I am currently a DirecTV subscriber and in the room with one of their mini players I also have a TiVo mini. Until now I have been using the dreaded Ethernet over Power adapters with good results, but today, the first time this mini was used since the summer update, it says the bandwidth is insufficient to stream. The two TiVos are on a gigabit Ethernet LAN as is the master EOP device.

My two TiVos are both Roamio basic, so no MOCA network exists.

There is one Genie and two HR24 receivers on the DECA network as well as the DirecTV mini in the room with the TiVo mini. The DECA is flawless as it exists.

The DirecTV player in the room has existing Internet connectivity via the typical DirecTV DECA network. I propose to split the DirecTV coax and add an additional DECA adapter in the room so the TiVo mini can use that over Ethernet to get a more reliable connection.

I am looking at this item.

Should work, right?


----------



## HarperVision (May 14, 2007)

Yes that should work, but you can also just put an Ethernet switch on the output of your existing DECA unit (the one currently assigned to the Genie mini) and run one output to the Genie mini and another to the TiVo mini.

EDIT: oh, my bad. You probably don't have a DECA unit on there now do you? If not then yes the one you linked should work for what you're trying to do.


----------



## StevesWeb (Dec 26, 2008)

Thanks Dave,

The point where the existing DECA bridge is installed is in another room which is wired for Ethernet.

The adapter should arrive tomorrow, I'll post my results for others who may find this topic.


----------



## HarperVision (May 14, 2007)

StevesWeb said:


> Thanks Dave, The point where the existing DECA bridge is installed is in another room which is wired for Ethernet. The adapter should arrive tomorrow, I'll post my results for others who may find this topic.


No problem, I hope it works for you. I currently run my whole home Ethernet and TiVo system off of DirecTV deca units (instead of moca).


----------



## StevesWeb (Dec 26, 2008)

Works like a charm. Easy to install, worked right away, the PC and TiVo mini in that room both have solid connections to the Intarwebs now.


----------



## HarperVision (May 14, 2007)

Sweet!


----------



## mdavej (Aug 13, 2015)

New Tivo user here bumping an old thread to thank Dave for turning me onto the DECA solution a few years ago when I set up my first Windows Media Center based system. Works great with my new Tivo system as well. And the best part is the price: $12 per node versus $50 per node for MOCA. Just isolate your incoming CATV from the rest of your DECA network and you're in business. I've got a house full of DECA nodes for the price of a single MOCA node. BTW, I haven't had DirecTV for years, but the DECA adapters are still going strong.


----------



## HarperVision (May 14, 2007)

mdavej said:


> New Tivo user here bumping an old thread to thank Dave for turning me onto the DECA solution a few years ago when I set up my first Windows Media Center based system.
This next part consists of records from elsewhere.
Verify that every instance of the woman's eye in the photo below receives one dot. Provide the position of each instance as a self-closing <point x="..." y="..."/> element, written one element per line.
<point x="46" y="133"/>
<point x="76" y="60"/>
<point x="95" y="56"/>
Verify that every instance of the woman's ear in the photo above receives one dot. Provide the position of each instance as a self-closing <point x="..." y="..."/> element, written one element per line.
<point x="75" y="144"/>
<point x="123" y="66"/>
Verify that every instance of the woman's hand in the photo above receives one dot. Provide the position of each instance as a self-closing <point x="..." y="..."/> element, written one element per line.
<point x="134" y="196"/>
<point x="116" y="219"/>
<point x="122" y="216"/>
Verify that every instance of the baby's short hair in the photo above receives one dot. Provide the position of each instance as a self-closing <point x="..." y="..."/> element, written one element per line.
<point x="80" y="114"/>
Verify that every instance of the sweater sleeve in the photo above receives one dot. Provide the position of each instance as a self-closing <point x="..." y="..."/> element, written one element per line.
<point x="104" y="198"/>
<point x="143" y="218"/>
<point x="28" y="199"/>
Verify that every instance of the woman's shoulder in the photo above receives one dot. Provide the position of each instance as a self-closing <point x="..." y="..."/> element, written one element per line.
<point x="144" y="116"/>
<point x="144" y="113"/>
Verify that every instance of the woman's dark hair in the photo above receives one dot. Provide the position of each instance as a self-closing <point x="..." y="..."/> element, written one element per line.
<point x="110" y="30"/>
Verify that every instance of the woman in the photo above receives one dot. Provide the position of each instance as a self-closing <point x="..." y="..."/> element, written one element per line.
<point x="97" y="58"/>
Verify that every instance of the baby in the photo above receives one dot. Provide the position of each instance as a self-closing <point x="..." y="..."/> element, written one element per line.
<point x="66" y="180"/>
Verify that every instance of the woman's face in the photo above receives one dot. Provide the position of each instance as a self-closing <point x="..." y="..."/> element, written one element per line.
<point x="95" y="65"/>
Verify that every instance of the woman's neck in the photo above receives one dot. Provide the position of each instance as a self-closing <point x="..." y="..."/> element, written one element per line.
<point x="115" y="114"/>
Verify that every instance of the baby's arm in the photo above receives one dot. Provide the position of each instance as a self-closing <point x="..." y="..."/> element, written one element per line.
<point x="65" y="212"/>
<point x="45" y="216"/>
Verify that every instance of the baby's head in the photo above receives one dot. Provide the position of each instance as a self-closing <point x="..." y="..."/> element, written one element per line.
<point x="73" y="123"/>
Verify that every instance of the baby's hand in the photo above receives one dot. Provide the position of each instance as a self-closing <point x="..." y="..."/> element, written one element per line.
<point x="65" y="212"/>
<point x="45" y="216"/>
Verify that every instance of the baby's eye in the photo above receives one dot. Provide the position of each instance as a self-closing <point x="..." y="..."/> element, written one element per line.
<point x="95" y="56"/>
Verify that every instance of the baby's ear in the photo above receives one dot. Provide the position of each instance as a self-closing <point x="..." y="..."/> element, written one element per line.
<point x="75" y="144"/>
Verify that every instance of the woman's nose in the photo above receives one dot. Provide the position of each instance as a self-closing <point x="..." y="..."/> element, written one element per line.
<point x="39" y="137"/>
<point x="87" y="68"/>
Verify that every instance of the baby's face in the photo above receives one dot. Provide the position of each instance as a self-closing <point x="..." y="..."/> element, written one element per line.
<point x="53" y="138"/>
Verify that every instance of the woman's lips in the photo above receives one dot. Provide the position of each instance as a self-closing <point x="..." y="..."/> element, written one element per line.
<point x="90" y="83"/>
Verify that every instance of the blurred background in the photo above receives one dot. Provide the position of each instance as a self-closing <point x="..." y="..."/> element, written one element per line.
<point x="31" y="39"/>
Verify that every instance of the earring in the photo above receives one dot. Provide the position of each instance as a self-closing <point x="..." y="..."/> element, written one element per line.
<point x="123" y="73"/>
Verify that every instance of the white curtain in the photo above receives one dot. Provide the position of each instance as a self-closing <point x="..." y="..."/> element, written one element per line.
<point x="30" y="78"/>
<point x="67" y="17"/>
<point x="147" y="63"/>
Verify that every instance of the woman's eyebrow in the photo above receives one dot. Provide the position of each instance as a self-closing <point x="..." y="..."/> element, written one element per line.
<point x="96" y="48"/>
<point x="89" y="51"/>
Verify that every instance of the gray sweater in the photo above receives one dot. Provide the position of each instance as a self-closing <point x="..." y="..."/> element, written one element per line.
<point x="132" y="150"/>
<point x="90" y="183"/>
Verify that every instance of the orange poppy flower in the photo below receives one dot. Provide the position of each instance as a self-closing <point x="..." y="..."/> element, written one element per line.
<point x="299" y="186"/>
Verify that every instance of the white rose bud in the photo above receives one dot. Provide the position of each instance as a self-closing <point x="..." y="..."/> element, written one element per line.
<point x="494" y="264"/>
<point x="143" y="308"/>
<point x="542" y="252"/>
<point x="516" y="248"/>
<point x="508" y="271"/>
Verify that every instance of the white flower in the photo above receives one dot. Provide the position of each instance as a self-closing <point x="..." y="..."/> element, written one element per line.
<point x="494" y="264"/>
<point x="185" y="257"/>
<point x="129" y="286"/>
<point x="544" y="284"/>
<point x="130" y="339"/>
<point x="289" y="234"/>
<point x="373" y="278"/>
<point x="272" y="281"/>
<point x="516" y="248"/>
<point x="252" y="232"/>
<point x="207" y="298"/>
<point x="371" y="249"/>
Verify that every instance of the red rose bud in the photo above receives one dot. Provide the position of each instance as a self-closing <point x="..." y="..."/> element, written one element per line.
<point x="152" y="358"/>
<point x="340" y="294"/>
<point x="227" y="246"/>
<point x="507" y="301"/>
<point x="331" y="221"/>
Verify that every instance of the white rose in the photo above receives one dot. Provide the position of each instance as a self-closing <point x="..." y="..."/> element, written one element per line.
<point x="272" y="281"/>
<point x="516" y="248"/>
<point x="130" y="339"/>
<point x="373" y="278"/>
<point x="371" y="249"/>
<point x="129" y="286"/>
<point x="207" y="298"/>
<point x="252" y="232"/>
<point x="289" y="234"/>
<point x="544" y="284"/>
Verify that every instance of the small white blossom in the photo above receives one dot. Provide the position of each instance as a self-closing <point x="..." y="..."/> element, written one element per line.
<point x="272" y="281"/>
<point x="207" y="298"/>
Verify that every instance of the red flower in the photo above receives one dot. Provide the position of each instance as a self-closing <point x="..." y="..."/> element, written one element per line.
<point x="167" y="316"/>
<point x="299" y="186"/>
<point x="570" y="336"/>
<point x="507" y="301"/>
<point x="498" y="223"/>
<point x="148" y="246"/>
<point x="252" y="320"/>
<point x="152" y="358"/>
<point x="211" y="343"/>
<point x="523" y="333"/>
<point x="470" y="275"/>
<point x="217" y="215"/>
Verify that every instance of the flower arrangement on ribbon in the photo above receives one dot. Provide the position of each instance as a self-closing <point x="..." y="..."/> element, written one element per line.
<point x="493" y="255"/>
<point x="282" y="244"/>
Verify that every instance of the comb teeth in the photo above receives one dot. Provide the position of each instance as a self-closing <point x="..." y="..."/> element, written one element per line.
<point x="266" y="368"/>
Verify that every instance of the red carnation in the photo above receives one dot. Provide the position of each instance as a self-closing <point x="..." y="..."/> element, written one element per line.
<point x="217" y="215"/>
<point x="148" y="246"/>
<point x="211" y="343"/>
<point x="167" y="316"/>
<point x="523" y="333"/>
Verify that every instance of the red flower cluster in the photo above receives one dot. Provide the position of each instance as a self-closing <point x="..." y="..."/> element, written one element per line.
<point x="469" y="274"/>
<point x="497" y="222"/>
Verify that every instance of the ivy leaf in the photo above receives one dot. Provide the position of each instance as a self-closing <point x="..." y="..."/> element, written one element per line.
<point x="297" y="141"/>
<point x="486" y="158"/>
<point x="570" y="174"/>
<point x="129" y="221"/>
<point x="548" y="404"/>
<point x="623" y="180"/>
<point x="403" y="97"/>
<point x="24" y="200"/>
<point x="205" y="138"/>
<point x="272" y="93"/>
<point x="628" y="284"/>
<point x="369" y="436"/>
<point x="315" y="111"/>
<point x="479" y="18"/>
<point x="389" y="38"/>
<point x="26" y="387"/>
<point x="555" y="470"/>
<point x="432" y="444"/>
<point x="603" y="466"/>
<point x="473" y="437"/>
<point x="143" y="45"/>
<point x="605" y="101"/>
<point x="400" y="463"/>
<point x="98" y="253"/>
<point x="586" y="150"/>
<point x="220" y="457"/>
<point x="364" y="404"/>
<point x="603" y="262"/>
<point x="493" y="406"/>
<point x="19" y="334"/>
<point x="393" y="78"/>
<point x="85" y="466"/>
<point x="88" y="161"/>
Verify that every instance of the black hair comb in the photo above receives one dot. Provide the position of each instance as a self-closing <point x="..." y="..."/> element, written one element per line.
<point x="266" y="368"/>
Works great with my new Tivo system as well. And the best part is the price: $12 per node versus $50 per node for MOCA. Just isolate your incoming CATV from the rest of your DECA network and you're in business. I've got a house full of DECA nodes for the price of a single MOCA node. BTW, I haven't had DirecTV for years, but the DECA adapters are still going strong.


No problem, happy to help! I'm still using my old decas too.


----------



## thefisch (Jul 25, 2015)

Interesting to learn about using this. Unfortunately for me the room I would need this in only has one coax line and needs a cable feed for a tivo and tuning adapter.


----------